Keywords: children, HAART, HIV, T-cell function
INTRODUCTION
HIV-1 infection leads to a severe depletion of CD4+ T- lymphocytes in adults and children [1]. This decrease is associated with a progressive impairment of immune function. Highly active antiretroviral therapy (HAART, including at least 1 protease inhibitor PI]), allows for a significant decrease in plasma and tissue HIV-1 RNA load, as well as a quantitative recovery of peripheral CD4+ T-lymphocytes in the majority of adults with HIV-1 infection [2–5] resulting in a significant reduction in morbidity and mortality [6]. However, the mechanisms governing immune improvement under HAART are still controversial.
HIV-infected children demonstrate an expanded capacity for T-lymphocyte reconstitution because of the greater potential for regeneration by the paediatric thymus [7,8] and, in contrast to adults, the expression of CD45RA and CD62L (phenotypic markers of thymic derived naive T-lymphocytes) is very high [9,10].
Although children have higher viral burdens than adults, which would predict more rapid disease progression and a poorer prognosis [11], they exhibit a higher degree of responsiveness to therapy in terms of CD4+ T-lymphocyte reconstitution when compared with adults [12]. These findings suggest that the dynamics of immunoreconstitution is different in children.

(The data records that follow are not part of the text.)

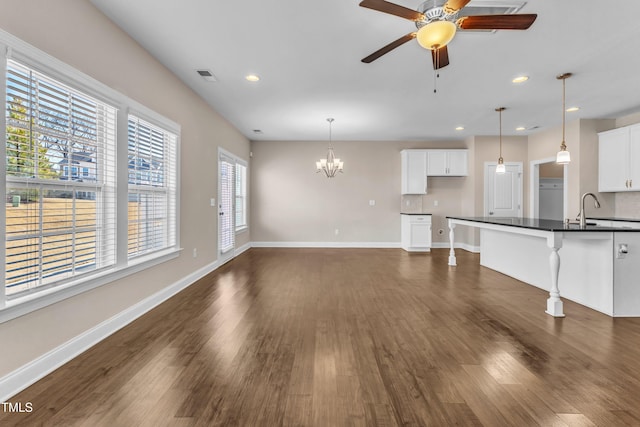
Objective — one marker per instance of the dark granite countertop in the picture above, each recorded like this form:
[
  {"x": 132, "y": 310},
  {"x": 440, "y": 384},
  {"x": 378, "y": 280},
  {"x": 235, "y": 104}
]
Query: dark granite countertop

We have recently reported a dissociated response to HAART in a group of HIV-1 infected children, with a recovery of CD4+ and CD8+ T-lymphocyte counts despite virological failure [13].
In this study we examined the effect of 12 months of HAART on in vitro T-lymphocyte responses to aspecific and specific immune stimuli in a group of HIV-1 infected children who had neither a fall in plasma HIV-1 RNA levels nor a significant rise in CD4+ lymphocytes while receiving therapy.
MATERIALS AND METHODS
Patients
Seven HIV-1 perinatally infected children (two males and five females aged 10·4 years median; range 7·1–14·10]) classified as immunological category 1 or 2 according to the Center for Disease Control and Prevention criteria [14], were selected from a larger group of children enrolled in a prospective study aimed at investigating the effect of switching from a double combination antiretroviral therapy with nucleoside reverse transcriptase inhibitors (NRTI) to HAART.

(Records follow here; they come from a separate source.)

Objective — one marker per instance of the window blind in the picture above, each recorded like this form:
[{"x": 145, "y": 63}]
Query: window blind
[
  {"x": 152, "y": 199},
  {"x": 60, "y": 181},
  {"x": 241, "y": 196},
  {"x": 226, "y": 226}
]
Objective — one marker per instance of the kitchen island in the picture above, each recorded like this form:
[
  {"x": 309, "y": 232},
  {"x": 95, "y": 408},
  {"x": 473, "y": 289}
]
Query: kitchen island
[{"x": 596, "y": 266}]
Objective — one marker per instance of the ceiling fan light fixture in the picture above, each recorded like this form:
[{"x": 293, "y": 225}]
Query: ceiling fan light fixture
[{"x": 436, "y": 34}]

The criteria of selection were: (1) all children were treatment-experienced but protease inhibitor-naive; (2) absence of a significant virological response (decrease in viral load <1·0 log10 ml–1) during 12 months of therapy; and (3) CD4+ count >200 cells/μl, at baseline. No concomitant active opportunistic infections were present at enrolment. Clinical signs and symptoms, HIV-related and AIDS-defining events were monitored monthly.
The switch of treatment to HAART was performed in accordance with the criteria of the Italian guidelines for antiretroviral therapy in children with perinatal HIV-1 infection [15]. Drugs used in the double NRTI combination therapy included didanosine (180 mg/m2/day), lamivudine (8 mg/kg/day), stavudine (2 mg/ kg/day) and zidovudine (480 mg/m2/day). HAART included two new NRTI (or one new NRTI and a non-nucleoside reverse transcriptase inhibitors nevirapine, 200 mg/m2/day]), and one protease inhibitor (nelfinavir90 mg/m2/day]).

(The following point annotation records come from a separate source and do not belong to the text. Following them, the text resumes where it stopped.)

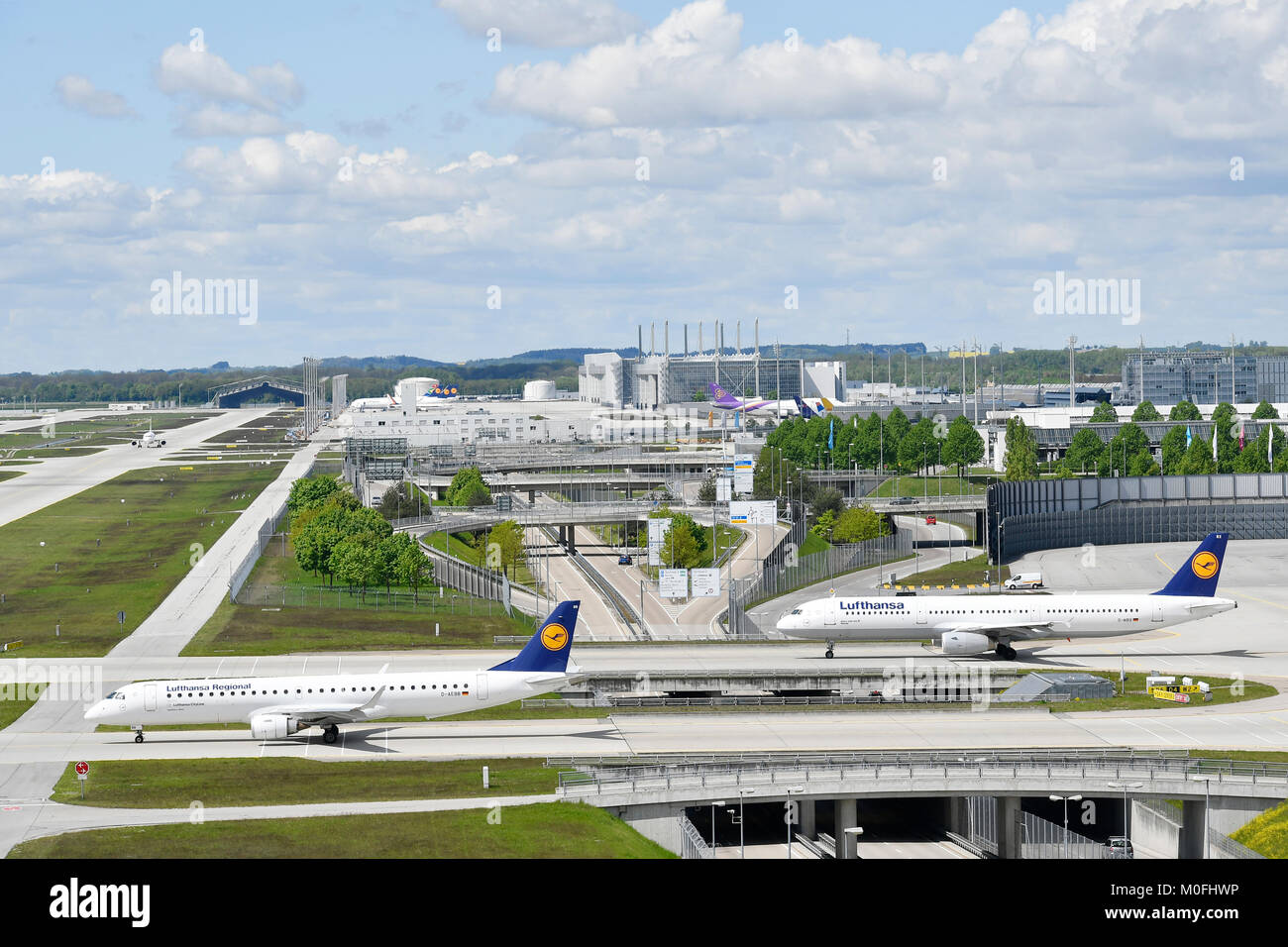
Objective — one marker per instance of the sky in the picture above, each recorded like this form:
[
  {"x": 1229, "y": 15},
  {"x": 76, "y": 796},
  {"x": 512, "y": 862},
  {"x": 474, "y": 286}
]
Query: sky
[{"x": 473, "y": 178}]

Blood was taken during routine examination after the parents’ informed consent was obtained. The study was approved by the Hospital’s Ethic Committee.
Control group
To acquire reference values, 22 healthy children (eight males and 14 females aged 10·1 years median; range 6·5–14·6]) were studied. They were selected from children hospitalized for minor elective surgery. The criteria for inclusion in the control group was that the child had no known immune disease, was HIV-1 seronegative and free from infections and medication for at least 1 month before the blood sample. Blood samples were taken during routine examinations after the parents’ informed consent had been obtained.
Measurement of HIV-1 RNA
Plasma HIV-1 RNA load was quantified by quantitative HIV reverse transcription polymerase chain reaction (RT-PCR; Amplicor HIV Monitor test, Hoffmann LaRoche Diagnostic System, Inc., Branchburg, NJ, USA), with a limit of detection of approximately 200 copies/ml. Results were expressed as log10 HIV-1 RNA copies/ml.
Lymphocyte phenotyping
Phenotyping of CD3+CD4+CD45+ and CD3+CD8+CD45+ T- lymphocyte subsets were performed on fresh EDTA-blood samples by three-colour flow cytometry using a whole blood staining technique as described previously [16]. Peripheral blood was stained with PerCP-conjugated CD45, phycoeritrin-conjugated CD3 and fluorescent isothiocyanate-conjugated CD4 or CD8 monoclonal antibodies (MoAb) (Becton Dickinson, San Jose, CA, USA). Analysis was performed on a three-colour multiparameter flow cytometer (FACScan, Becton Dickinson) using Lysis II software. Absolute CD4+ and CD8+ cell counts were calculated on the basis of absolute lymphocyte counts.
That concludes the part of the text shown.